Intervention de Clémentine Autain

Réunion du mercredi 26 février 2020 à 9h30
Commission des affaires culturelles et de l'éducation

Photo issue du site de l'Assemblée nationale ou de WikipediaClémentine Autain, rapporteure :

Je remercie mes collègues Michèle Victory, Elsa Faucillon et Bastien Lachaud : nous défendons cette idée de cantines vertueuses sur les mêmes bases.

Monsieur Le Bohec, nous sommes d'accord sur la nécessité de renforcer l'apprentissage. Pour le reste, nous n'avons pas du tout la même approche. Vous affirmez que l'ISF n'existe pas ; nous proposons de le rétablir tel qu'il existait à votre arrivée au pouvoir, à savoir un impôt sur la fortune non restrictif, dont le produit annuel s'élevait à plusieurs milliards d'euros. Vous avez choisi de réduire la voilure au profit des plus riches ; nous pensons qu'il vaut mieux mettre tous ces milliards dans des choses plus utiles.

Je vous rassure, nous avons procédé à des auditions, notamment des représentants de Cantine nouvelle, de la Fondation pour la nature et l'homme, et du collectif « Pas d'usines, on cuisine », qui sont des acteurs de terrain travaillant ces questions et qui nous alertent à raison.

Certaines villes ont, en effet, déjà instauré des cantines vertueuses. Il s'agit d'expériences très encourageantes sur lesquelles il serait possible de s'appuyer. J'observe, en particulier, que Mouans-Sartoux est passé au 100 % bio, que Saint-Étienne-du-Rouvray, ville populaire, a atteint 80 % et qu'Alençon s'est également engagée dans cette voie. Mais pour que cette démarche vertueuse du point de vue social et environnemental puisse être engagée sur tout le territoire, l'État doit l'accompagner. Il ne s'agit pas d'autoritarisme, mais du pouvoir d'impulsion des pouvoirs publics.

Nos estimations financières ne seraient pas justes, dites-vous. Ne disposant pas de l'expertise de l'État, nous nous sommes appuyés sur les chiffres fournis notamment par les associations. Si vous disposez de chiffres plus précis, nous pourrions affiner le gage.

Nous sommes en désaccord complet avec les positions exprimées par les représentants du groupe Les Républicains. Ce qu'ils considèrent comme trop d'État, trop de fonctionnaires et trop d'impôts, sert, à notre sens, le service public qui permet d'améliorer les conditions de vie des gens et la mise en commun des biens. Nos approches sont sans doute irréconciliables.

Notre collègue Béatrice Descamps, comme certains collègues du groupe La République en marche, a indiqué qu'une bonne gestion de la grille tarifaire des cantines scolaires devrait conduire à faire payer les riches, mais pas les pauvres.
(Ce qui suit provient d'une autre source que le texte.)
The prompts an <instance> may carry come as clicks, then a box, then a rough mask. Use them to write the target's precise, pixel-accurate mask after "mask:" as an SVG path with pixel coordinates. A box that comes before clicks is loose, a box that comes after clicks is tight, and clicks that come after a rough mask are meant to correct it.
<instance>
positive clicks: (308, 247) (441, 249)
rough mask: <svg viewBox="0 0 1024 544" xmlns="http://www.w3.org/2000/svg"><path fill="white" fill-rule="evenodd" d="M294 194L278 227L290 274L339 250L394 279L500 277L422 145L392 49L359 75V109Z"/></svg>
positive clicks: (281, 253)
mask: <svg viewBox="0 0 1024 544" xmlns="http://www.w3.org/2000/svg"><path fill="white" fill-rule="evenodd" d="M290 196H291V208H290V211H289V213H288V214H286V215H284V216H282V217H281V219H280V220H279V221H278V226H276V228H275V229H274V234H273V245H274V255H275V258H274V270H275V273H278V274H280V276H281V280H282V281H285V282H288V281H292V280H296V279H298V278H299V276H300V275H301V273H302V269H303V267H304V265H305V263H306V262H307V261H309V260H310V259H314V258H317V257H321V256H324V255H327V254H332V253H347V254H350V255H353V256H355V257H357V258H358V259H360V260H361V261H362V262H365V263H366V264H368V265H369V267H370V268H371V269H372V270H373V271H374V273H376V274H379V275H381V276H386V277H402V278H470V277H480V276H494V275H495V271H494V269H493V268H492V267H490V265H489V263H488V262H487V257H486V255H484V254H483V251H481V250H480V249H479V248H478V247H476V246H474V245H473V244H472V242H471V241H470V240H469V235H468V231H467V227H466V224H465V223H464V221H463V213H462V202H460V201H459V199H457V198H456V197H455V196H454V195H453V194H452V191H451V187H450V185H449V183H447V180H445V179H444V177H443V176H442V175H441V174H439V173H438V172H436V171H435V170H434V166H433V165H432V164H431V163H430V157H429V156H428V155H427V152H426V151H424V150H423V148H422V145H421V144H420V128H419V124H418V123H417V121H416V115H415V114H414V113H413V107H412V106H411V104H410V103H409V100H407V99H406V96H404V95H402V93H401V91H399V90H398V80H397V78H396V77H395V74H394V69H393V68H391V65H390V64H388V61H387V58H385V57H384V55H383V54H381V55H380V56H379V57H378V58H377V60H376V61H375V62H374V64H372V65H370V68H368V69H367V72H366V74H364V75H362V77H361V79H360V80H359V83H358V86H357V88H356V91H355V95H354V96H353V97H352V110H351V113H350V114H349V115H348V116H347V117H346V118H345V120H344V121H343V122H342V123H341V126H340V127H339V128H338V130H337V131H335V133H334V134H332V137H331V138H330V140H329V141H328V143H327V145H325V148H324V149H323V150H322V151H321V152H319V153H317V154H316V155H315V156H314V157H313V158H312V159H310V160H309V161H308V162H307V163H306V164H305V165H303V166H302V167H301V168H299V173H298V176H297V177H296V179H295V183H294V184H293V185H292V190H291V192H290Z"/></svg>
Pour notre part, nous pensons que c'est au niveau des revenus qu'il faut agir, de sorte que l'on n'ait pas à établir des quotients familiaux pour tous les dispositifs de la vie, et qui rappellent en permanence à chacun son statut de riche ou de pauvre. La société devrait garantir par les rémunérations et par l'impôt des différences de revenus qui ne soient pas telles que l'on doive réintroduire des péréquations pour rétablir un équilibre. Cela fait toute la différence, y compris du point de vue symbolique, de ne pas avoir, lorsque vous gagnez peu, à remplir des tonnes de formulaires. La gratuité permet précisément d'émanciper de la paperasserie et de conforter les biens communs. La lutte contre les inégalités sociales et de revenu, et donc contre les injustices, doit se jouer ailleurs, raison pour laquelle je suis également favorable à la gratuité des transports.

S'agissant de la diversité alimentaire, on ne peut évidemment pas demander à des territoires de se fournir au plus près des cantines si la production locale ne s'y prête pas. Mais peut-être est-ce l'occasion de s'interroger sur l'usage des terres. Par exemple, dans ma circonscription urbaine, les terres qui forment l'immense triangle de Gonesse pourraient être utilisées à des fins agricoles.